Friday, 22 July 2022
The Russia-Ukraine grain deal is the first and hopefully not the last bit of good news
One has to look for silver linings in all the black clouds of war and misery and violence and global warming and rocketing cost of living and the prospect of Liz Truss becoming the next prime minister in the UK. The grain deal between Russia and Ukraine, brokered by Turkey and the UN, is definitely a silver lining. And who knows, maybe it's the first and not necessarily the last bit of good news to come the world's way over the next few weeks. More than 20 million tons of grain sitting in silos in Odesa can now be offloaded into tankers and shipped off to the needy world, boosting Ukraine's economy and saving millions in Africa, South America and elsewhere from starvation.
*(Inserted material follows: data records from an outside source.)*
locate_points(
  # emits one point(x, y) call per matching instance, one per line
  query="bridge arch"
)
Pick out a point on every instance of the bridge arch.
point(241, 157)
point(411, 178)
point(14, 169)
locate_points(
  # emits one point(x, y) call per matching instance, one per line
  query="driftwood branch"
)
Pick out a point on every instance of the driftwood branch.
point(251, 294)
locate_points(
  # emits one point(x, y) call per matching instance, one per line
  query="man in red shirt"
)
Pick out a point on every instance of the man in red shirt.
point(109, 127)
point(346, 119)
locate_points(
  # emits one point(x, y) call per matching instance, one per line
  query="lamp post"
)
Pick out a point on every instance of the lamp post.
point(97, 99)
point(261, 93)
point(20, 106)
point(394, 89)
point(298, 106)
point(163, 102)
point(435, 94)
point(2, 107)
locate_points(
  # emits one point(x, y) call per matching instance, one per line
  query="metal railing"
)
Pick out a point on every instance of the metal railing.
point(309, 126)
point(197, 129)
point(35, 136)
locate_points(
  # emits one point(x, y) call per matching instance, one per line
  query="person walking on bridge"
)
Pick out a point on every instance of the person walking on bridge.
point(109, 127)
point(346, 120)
Actually the first bit of good news, to be accurate, was the decision by Putin to switch back on the gas flow from the Nord Stream pipeline into Europe, after a maintenance shutdown period. Europe, especially Germany, was hugely relieved and, secretly thankful to Putin. The Russian leader is nothing if not clever. He is playing a massively complex, tricky and astute game here. First he gets his foreign minister Sergei Lavrov to hint that he wants a lot more Ukrainian territory than just the east and blames the US because of its delivery of heavweight artillery to Ukraine, then he switches the Nord Stream back on and approves the grain deal to prove to the world that he cares about the starving Africans. Now no one knows, probably not even the very clever Bill Burns, CIA director, what Putin might do next. Will it be another positive move or will he launch an even more intensive attack in Ukraine once his troops have had time to regroup and resupply? For the moment Putin will feel he is basking in the unspoken approval of the West over the grain deal. Putin doesn't care about the West's approval as such but what he does want to do is sow uncertainty and misgivings and disunity in the Nato alliance so that at some point one of the alliance members, probably Turkey, will say to Washington: "Hey stop sending these Himars rockets to Ukraine, it's not helping to bring the war to an end." Yes, Putin knows what he is doing. Step by step he is playing and winning the chess game. But he also knows he is not winning the war, or at least not achieving what he had originally set out to do. So expect more carrot and stick diplomacy from the Kremlin.